Robots.txt Protocol Directive Order

Forum Moderators: goodroi

Message Too Old, No Replies

Robots.txt Protocol Directive Order

WebOpz

8:46 pm on Jun 14, 2021 (gmt 0)

Is there a required order for the robots.txt protocol file? Do I have to set Disallow before Allow directives?

A robot author is claiming that his bot can ignore exclusion if the first line is allow and then the disallows are listed. Am I missing something?

lucy24

9:37 pm on Jun 14, 2021 (gmt 0)

As currently written, the robots.txt standard--which is very, very old--includes one and only one directive:
Disallow:
Everything else is an optional extra that a given robot may or may not understand.
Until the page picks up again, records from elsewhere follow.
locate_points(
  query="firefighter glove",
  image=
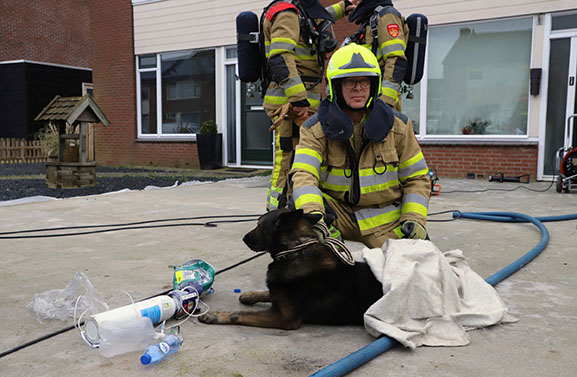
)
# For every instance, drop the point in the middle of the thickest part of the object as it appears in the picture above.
(414, 230)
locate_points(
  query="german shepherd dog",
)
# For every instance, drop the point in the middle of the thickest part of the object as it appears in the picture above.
(311, 285)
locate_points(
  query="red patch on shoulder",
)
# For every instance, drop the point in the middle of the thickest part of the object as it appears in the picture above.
(279, 7)
(393, 30)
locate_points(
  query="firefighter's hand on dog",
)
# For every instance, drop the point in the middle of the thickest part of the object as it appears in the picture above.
(287, 111)
(414, 230)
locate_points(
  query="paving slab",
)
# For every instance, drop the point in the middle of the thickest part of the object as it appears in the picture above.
(542, 295)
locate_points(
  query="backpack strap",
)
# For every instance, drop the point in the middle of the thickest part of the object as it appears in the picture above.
(374, 25)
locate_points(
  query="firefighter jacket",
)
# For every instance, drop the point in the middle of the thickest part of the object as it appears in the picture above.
(392, 37)
(386, 180)
(292, 62)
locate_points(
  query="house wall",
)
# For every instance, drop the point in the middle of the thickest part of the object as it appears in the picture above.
(173, 25)
(44, 51)
(46, 31)
(115, 93)
(12, 100)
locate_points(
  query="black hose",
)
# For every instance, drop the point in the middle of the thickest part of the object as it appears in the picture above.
(122, 227)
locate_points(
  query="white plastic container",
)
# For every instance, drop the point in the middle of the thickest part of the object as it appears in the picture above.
(117, 338)
(158, 309)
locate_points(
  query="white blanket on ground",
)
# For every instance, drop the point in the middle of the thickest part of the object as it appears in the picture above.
(429, 297)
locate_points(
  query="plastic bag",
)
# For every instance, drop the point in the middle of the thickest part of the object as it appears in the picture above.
(60, 303)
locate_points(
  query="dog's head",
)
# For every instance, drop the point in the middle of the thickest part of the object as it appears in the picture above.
(281, 230)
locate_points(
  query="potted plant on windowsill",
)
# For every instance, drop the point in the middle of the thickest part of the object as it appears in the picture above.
(209, 144)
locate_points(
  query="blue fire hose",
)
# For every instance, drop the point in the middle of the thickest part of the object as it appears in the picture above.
(384, 343)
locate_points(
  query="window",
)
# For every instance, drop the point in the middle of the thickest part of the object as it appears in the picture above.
(477, 79)
(177, 92)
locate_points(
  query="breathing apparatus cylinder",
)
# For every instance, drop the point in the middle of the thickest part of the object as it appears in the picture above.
(415, 51)
(248, 47)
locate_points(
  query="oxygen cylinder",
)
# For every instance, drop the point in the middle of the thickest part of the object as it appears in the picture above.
(415, 51)
(158, 309)
(248, 47)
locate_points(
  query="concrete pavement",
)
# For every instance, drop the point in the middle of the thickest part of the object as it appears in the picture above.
(542, 295)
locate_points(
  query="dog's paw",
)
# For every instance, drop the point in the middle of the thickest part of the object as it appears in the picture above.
(215, 318)
(247, 299)
(208, 318)
(251, 298)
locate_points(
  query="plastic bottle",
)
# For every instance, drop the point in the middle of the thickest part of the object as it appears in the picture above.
(118, 338)
(155, 353)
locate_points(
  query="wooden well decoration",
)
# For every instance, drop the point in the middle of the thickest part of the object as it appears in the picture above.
(78, 113)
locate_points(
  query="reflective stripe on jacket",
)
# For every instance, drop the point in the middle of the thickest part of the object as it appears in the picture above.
(393, 176)
(282, 37)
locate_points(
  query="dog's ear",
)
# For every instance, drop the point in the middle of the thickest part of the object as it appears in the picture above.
(288, 217)
(314, 217)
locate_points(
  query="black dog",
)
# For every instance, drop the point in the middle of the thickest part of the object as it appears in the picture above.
(311, 285)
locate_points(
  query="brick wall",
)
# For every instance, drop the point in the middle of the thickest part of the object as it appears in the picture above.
(456, 161)
(46, 31)
(114, 76)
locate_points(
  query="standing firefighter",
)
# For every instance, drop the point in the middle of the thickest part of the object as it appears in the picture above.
(359, 159)
(297, 36)
(385, 33)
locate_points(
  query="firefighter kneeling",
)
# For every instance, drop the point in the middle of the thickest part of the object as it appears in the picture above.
(358, 160)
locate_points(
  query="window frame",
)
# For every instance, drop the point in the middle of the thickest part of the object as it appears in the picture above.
(159, 135)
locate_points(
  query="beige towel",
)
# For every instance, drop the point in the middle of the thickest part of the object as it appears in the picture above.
(429, 297)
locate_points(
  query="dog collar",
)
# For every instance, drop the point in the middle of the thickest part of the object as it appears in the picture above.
(337, 246)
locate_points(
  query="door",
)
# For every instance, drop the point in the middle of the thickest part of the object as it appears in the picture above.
(256, 139)
(561, 91)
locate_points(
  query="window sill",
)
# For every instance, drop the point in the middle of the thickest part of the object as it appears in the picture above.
(476, 140)
(166, 140)
(139, 2)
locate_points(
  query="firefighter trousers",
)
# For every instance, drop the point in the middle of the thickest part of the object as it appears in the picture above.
(346, 222)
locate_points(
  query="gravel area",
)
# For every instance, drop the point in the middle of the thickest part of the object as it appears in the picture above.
(16, 188)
Some robots will take this as an excuse to interpret rules in ways that nobody could possibly have intended. (At this point I was going to rattle off a list of examples, but decided not to, because why put ideas into robots' heads.)

That being said: If you quote the relevant part of your robots.txt, we might be able to take a guess at whether it's a reasonable misunderstanding, or the robot is being willfully obtuse. And if it's the latter, you'll know what to do. Heh, heh.

phranque

11:38 pm on Jun 14, 2021 (gmt 0)

it depends...

according to the way google determines the "Order of precedence for group-member lines" in their Robots.txt Specifications:

At a group-member level, in particular for allow and disallow directives, the most specific rule based on the length of the [path] entry trumps the less specific (shorter) rule. In case of conflicting rules, including those with wildcards, the least restrictive rule is used.

source: https://developers.google.com/search/docs/advanced/robots/robots_txt#order-of-precedence-for-group-member-lines

more specifically, according to the latest (June 05, 2021) Internet Draft of the specification (which is still largely based on Martijn Koster's 1996 protocol):

To evaluate if access to a URI is allowed, a robot MUST match the paths in allow and disallow rules against the URI. The matching SHOULD be case sensitive. The most specific match found MUST be used. The most specific match is the match that has the most octets. If an allow and disallow rule is equivalent, the allow SHOULD be used. If no match is found amongst the rules in a group for a matching user-agent, or there are no rules in the group, the URI is allowed. The /robots.txt URI is implicitly allowed.

Octets in the URI and robots.txt paths outside the range of the US-ASCII coded character set, and those in the reserved range defined by RFC3986, MUST be percent-encoded as defined by RFC3986 prior to comparison.

If a percent-encoded US-ASCII octet is encountered in the URI, it MUST be unencoded prior to comparison, unless it is a reserved character in the URI as defined by RFC3986 or the character is outside the unreserved character range. The match evaluates positively if and only if the end of the path from the rule is reached before a difference in octets is encountered.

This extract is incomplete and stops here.